README
¶
What the UTF
A simple utility to help me out of my ASCII-centric shell
This program just prints out the code points of the string you feed into it. It can also show you the punycode conversion of your string and failure reasons if conversion isn't possible.
Try this
export PINATA1="piñata"
export PINATA2="piñata"
echo "$PINATA1 has $(echo -n $PINATA1 | wc -c) bytes"
echo "$PINATA2 has $(echo -n $PINATA2 | wc -c) bytes"

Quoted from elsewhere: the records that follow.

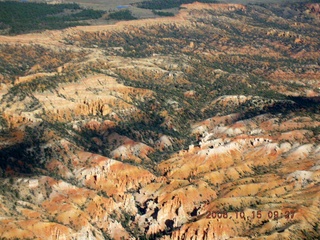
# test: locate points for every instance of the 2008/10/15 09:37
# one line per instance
(254, 214)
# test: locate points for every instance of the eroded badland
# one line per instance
(143, 129)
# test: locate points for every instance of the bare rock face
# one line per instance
(204, 125)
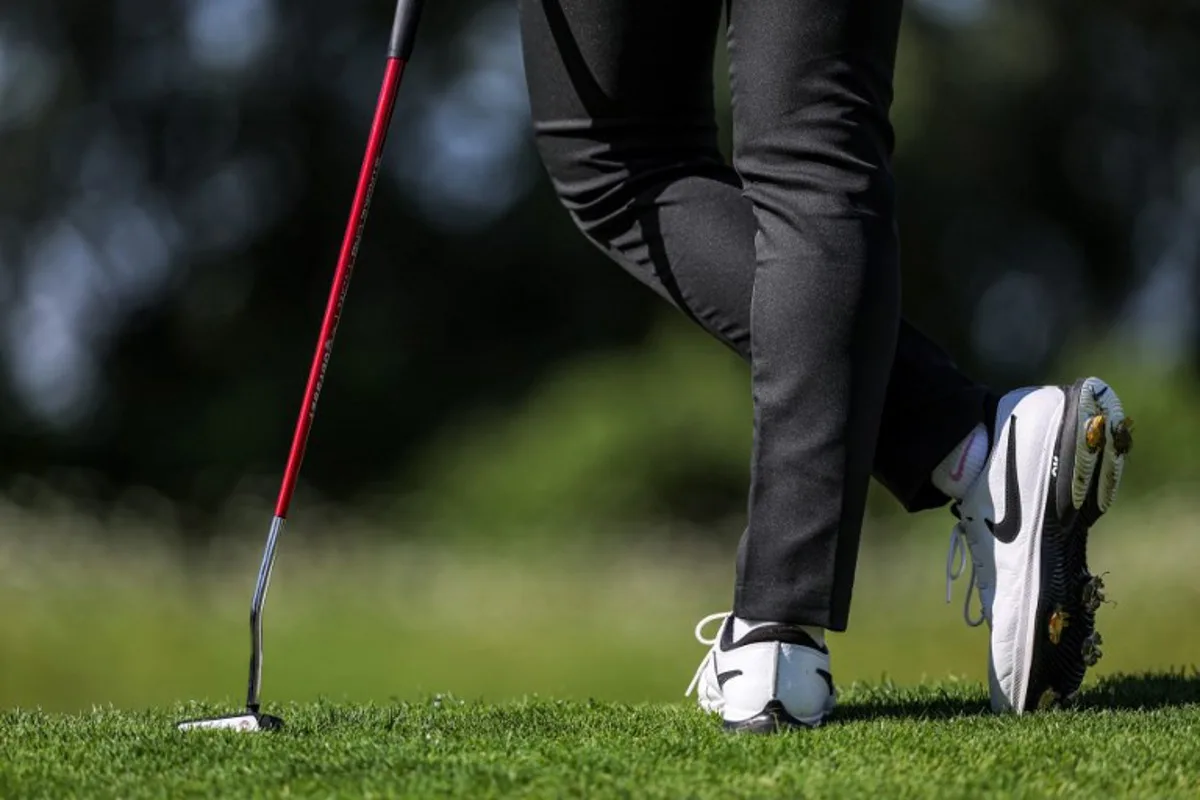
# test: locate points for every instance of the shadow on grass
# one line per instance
(1143, 692)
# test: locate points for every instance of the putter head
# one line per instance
(246, 722)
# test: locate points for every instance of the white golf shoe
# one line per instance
(1055, 465)
(772, 677)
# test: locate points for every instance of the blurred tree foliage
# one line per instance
(175, 175)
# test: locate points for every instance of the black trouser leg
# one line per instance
(802, 264)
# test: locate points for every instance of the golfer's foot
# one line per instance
(772, 677)
(1055, 467)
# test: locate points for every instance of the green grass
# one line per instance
(85, 624)
(363, 635)
(1133, 737)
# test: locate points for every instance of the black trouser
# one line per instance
(790, 257)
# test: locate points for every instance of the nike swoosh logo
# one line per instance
(725, 677)
(1009, 528)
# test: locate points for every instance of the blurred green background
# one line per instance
(527, 475)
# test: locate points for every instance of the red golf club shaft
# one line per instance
(400, 47)
(346, 260)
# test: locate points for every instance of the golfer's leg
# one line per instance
(622, 100)
(813, 144)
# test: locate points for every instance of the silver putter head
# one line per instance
(244, 722)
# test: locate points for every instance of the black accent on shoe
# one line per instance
(784, 633)
(725, 677)
(1059, 667)
(1009, 528)
(828, 678)
(773, 719)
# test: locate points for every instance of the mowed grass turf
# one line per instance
(1131, 737)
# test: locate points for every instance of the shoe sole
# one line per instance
(773, 719)
(1093, 440)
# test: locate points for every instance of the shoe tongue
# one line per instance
(742, 627)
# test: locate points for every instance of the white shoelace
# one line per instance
(707, 642)
(960, 548)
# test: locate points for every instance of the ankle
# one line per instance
(744, 626)
(963, 465)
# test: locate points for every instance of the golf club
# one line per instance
(400, 48)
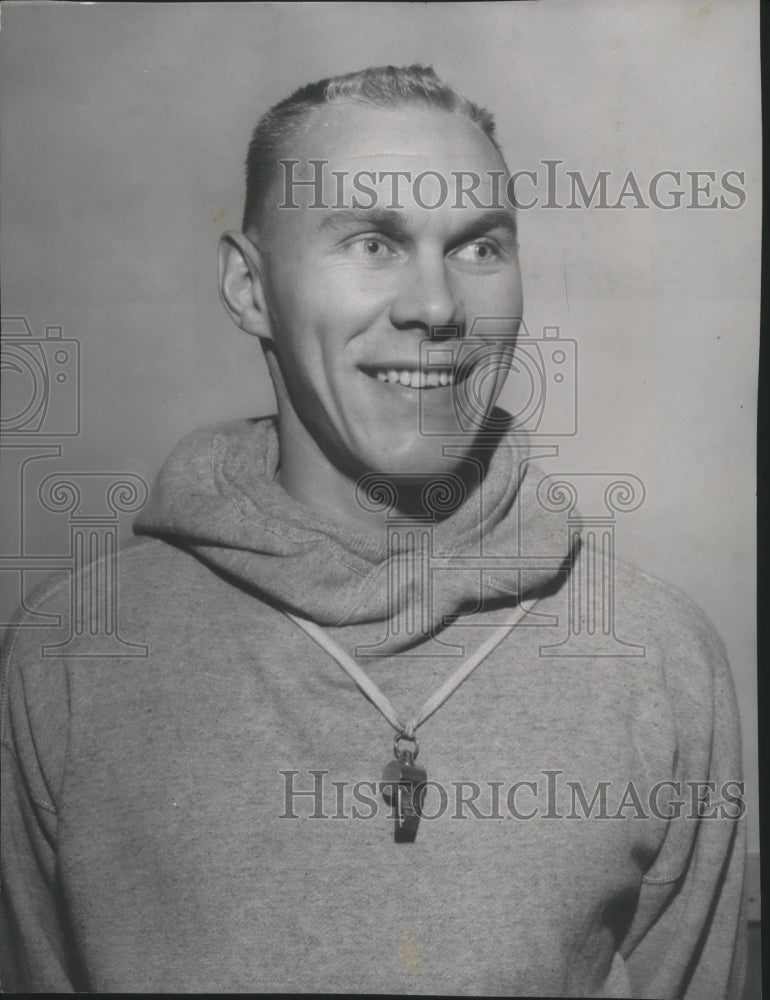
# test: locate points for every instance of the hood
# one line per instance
(218, 496)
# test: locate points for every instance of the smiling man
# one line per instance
(555, 817)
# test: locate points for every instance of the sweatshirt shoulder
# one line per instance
(680, 638)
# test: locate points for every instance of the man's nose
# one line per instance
(427, 298)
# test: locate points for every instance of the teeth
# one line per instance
(415, 378)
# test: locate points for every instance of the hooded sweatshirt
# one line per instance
(203, 813)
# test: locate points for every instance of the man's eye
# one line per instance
(478, 252)
(373, 247)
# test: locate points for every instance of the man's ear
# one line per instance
(240, 284)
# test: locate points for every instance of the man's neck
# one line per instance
(314, 480)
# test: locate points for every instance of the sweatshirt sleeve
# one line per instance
(34, 952)
(688, 935)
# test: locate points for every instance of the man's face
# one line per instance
(353, 295)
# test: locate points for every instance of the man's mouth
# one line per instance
(414, 378)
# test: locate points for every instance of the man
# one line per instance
(215, 816)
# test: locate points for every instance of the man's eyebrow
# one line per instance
(393, 223)
(479, 225)
(388, 221)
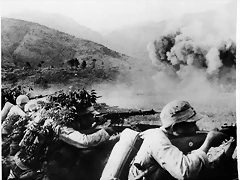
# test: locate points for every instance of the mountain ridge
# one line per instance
(25, 41)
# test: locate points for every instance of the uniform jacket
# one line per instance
(157, 149)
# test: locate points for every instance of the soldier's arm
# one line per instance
(5, 111)
(81, 140)
(173, 160)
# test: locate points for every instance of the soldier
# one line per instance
(11, 110)
(28, 161)
(178, 118)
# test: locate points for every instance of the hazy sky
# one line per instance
(107, 15)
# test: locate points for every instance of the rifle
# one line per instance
(118, 117)
(190, 143)
(46, 95)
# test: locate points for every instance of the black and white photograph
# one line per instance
(119, 89)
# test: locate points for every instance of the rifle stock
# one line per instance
(117, 117)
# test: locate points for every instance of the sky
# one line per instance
(108, 15)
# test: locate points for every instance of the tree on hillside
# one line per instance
(27, 65)
(73, 62)
(93, 63)
(84, 64)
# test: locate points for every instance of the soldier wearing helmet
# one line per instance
(178, 119)
(10, 110)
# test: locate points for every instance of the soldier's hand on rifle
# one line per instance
(110, 130)
(215, 138)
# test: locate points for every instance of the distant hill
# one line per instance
(24, 41)
(61, 23)
(133, 40)
(45, 53)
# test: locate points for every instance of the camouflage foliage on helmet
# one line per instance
(63, 107)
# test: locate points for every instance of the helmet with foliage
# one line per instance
(178, 111)
(22, 99)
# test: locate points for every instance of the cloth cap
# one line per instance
(88, 111)
(22, 99)
(178, 111)
(33, 106)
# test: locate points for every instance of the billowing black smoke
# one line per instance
(183, 54)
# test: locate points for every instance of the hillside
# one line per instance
(24, 41)
(33, 53)
(61, 23)
(133, 40)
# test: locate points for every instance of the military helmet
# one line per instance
(22, 99)
(178, 111)
(88, 110)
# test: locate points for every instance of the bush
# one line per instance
(41, 82)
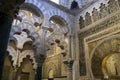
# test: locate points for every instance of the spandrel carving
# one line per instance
(113, 6)
(81, 22)
(103, 10)
(88, 20)
(95, 15)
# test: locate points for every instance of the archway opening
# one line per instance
(51, 75)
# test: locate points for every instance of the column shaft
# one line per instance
(5, 27)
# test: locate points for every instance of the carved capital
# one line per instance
(10, 7)
(40, 59)
(69, 62)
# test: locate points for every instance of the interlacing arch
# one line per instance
(13, 53)
(100, 52)
(50, 13)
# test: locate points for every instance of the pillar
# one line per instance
(38, 75)
(69, 64)
(40, 60)
(7, 11)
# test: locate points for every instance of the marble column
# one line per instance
(5, 26)
(69, 64)
(38, 75)
(7, 11)
(40, 60)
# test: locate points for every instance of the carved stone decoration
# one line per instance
(113, 6)
(69, 63)
(88, 19)
(21, 39)
(11, 7)
(14, 54)
(103, 10)
(95, 15)
(81, 22)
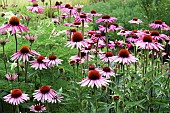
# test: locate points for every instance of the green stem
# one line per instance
(16, 46)
(4, 59)
(95, 88)
(82, 27)
(26, 67)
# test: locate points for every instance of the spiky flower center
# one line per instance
(115, 24)
(97, 35)
(44, 89)
(83, 16)
(15, 93)
(135, 19)
(123, 53)
(109, 54)
(134, 31)
(93, 75)
(106, 69)
(14, 21)
(106, 17)
(147, 38)
(154, 33)
(77, 23)
(37, 108)
(57, 3)
(72, 30)
(67, 5)
(158, 22)
(52, 57)
(77, 37)
(134, 36)
(24, 50)
(93, 11)
(40, 59)
(91, 67)
(70, 7)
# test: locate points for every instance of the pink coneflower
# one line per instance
(3, 41)
(107, 57)
(134, 38)
(31, 38)
(135, 21)
(83, 17)
(16, 97)
(158, 24)
(77, 40)
(124, 33)
(148, 43)
(124, 57)
(93, 13)
(52, 60)
(157, 36)
(11, 77)
(106, 18)
(94, 78)
(37, 108)
(24, 53)
(57, 5)
(77, 59)
(14, 26)
(115, 26)
(38, 63)
(35, 8)
(44, 94)
(106, 72)
(97, 36)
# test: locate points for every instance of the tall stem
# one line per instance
(4, 59)
(82, 27)
(95, 88)
(26, 71)
(16, 48)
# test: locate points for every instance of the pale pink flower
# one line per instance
(94, 79)
(52, 60)
(124, 57)
(44, 94)
(135, 21)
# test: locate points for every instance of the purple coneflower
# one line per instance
(52, 60)
(94, 78)
(77, 40)
(148, 43)
(24, 53)
(135, 21)
(35, 8)
(13, 25)
(106, 18)
(38, 63)
(16, 97)
(44, 94)
(11, 77)
(124, 57)
(158, 24)
(37, 108)
(106, 72)
(107, 57)
(157, 36)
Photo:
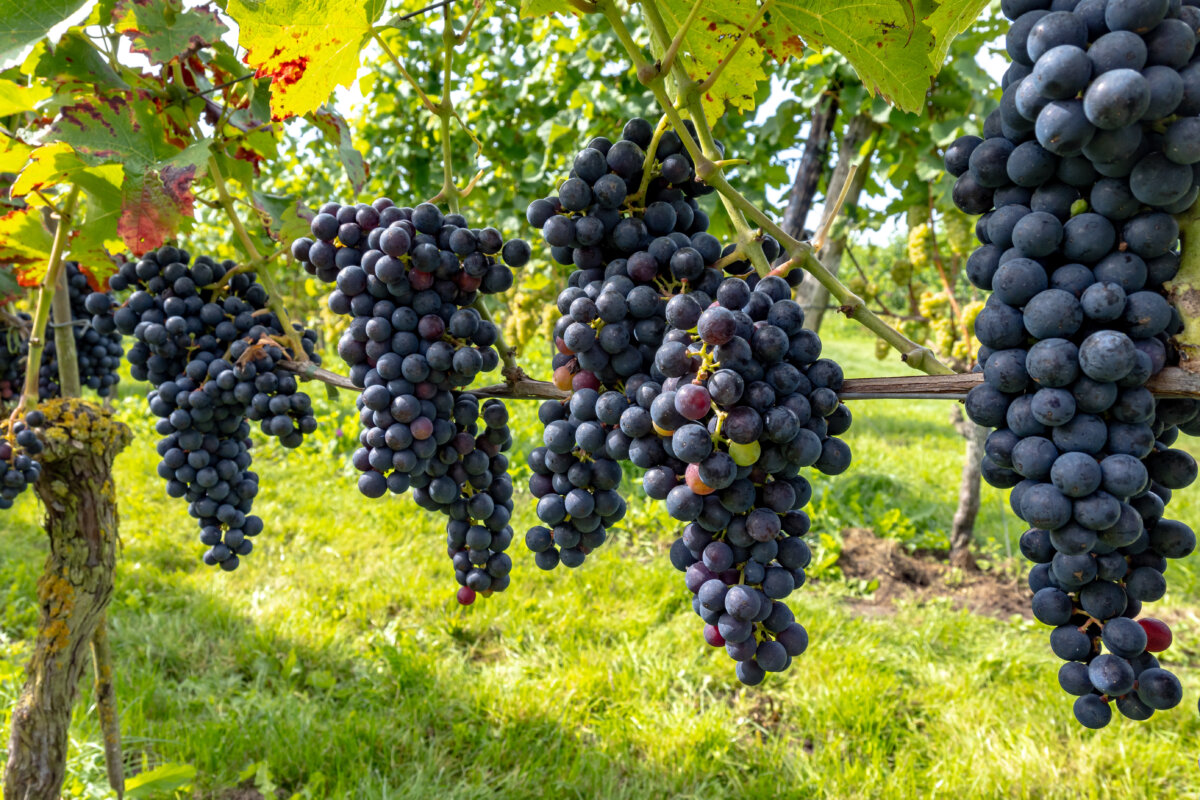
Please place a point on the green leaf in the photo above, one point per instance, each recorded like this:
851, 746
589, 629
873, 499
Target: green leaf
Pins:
336, 131
114, 130
159, 781
95, 239
75, 60
306, 47
883, 40
47, 166
25, 242
543, 7
163, 31
25, 22
948, 20
16, 98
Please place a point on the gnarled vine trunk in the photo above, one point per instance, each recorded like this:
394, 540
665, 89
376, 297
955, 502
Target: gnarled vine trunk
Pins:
81, 521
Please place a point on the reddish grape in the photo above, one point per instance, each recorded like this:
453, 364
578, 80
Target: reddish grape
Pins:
1158, 635
585, 379
693, 401
563, 378
693, 479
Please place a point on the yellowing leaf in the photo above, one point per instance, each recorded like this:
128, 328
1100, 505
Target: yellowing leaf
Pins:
16, 98
25, 22
13, 155
48, 166
306, 47
163, 31
25, 242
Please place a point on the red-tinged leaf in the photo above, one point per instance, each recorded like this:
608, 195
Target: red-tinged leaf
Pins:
75, 62
335, 130
106, 130
48, 166
95, 240
154, 205
163, 31
306, 47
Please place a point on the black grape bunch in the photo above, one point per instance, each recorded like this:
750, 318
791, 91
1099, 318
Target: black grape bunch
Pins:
99, 347
213, 350
411, 278
19, 449
748, 402
1091, 151
635, 240
473, 488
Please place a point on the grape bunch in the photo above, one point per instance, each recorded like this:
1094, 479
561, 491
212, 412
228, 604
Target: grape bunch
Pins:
747, 403
97, 344
411, 278
1081, 167
19, 467
708, 383
211, 349
99, 347
471, 485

if [[ "$PINATA1" != "$PINATA2" ]]
then
echo 'they do not match!'
fi
piñata has 8 bytes
piñata has 7 bytes
they do not match!
Huh? But they look the same!?
$ wtutf -ts $PINATA1
could not punycode-convert input
total bytes: 8
characters: 7
----------------------------------
code point | bytes (len) | conversion rules violated
p: 0x70 | 70 (1) |
i: 0x69 | 69 (1) |
n: 0x6e | 6e (1) |
◌̃: 0x0303 | cc83 (2) | CheckJoiners (RFC 5892), ValidateForRegistration (RFC 5891), ValidateLabels (RFC 5891), UseSTD3ASCIIRules (RFC 1034, 5891, UTS 46)
a: 0x61 | 61 (1) |
t: 0x74 | 74 (1) |
a: 0x61 | 61 (1) |
$ wtutf -ts $PINATA2
punycode: xn--piata-pta
total bytes: 7
characters: 6
----------------------------------
code point | bytes (len)
p: 0x70 | 70 (1) |
i: 0x69 | 69 (1) |
ñ: 0x00f1 | c3b1 (2) |
a: 0x61 | 61 (1) |
t: 0x74 | 74 (1) |
a: 0x61 | 61 (1) |
Decode punycode strings
$ wtutf -p xn--piata-pta
punycode: xn--piata-pta
utf-8: piñata
total bytes: 7
characters: 6
Care is taken to avoid echoing control characters in the output
$ wtutf -trs "$(printf '🔔bell\u07')"
could not punycode-convert input
total bytes: 9
characters: 6
unicode ranges:
Common: 2
Latin: 4
----------------------------------
code point | bytes (len) | conversion rules violated
🔔: 0x0001f514 | f09f9494 (4) |
b: 0x62 | 62 (1) |
e: 0x65 | 65 (1) |
l: 0x6c | 6c (1) |
l: 0x6c | 6c (1) |
^G: 0x07 | 07 (1) | ValidateForRegistration (RFC 5891)
Why make this?
I was interested in punycode and IDNA standards and wanted to make a simple utility to run locally to test conversion of various Unicode characters.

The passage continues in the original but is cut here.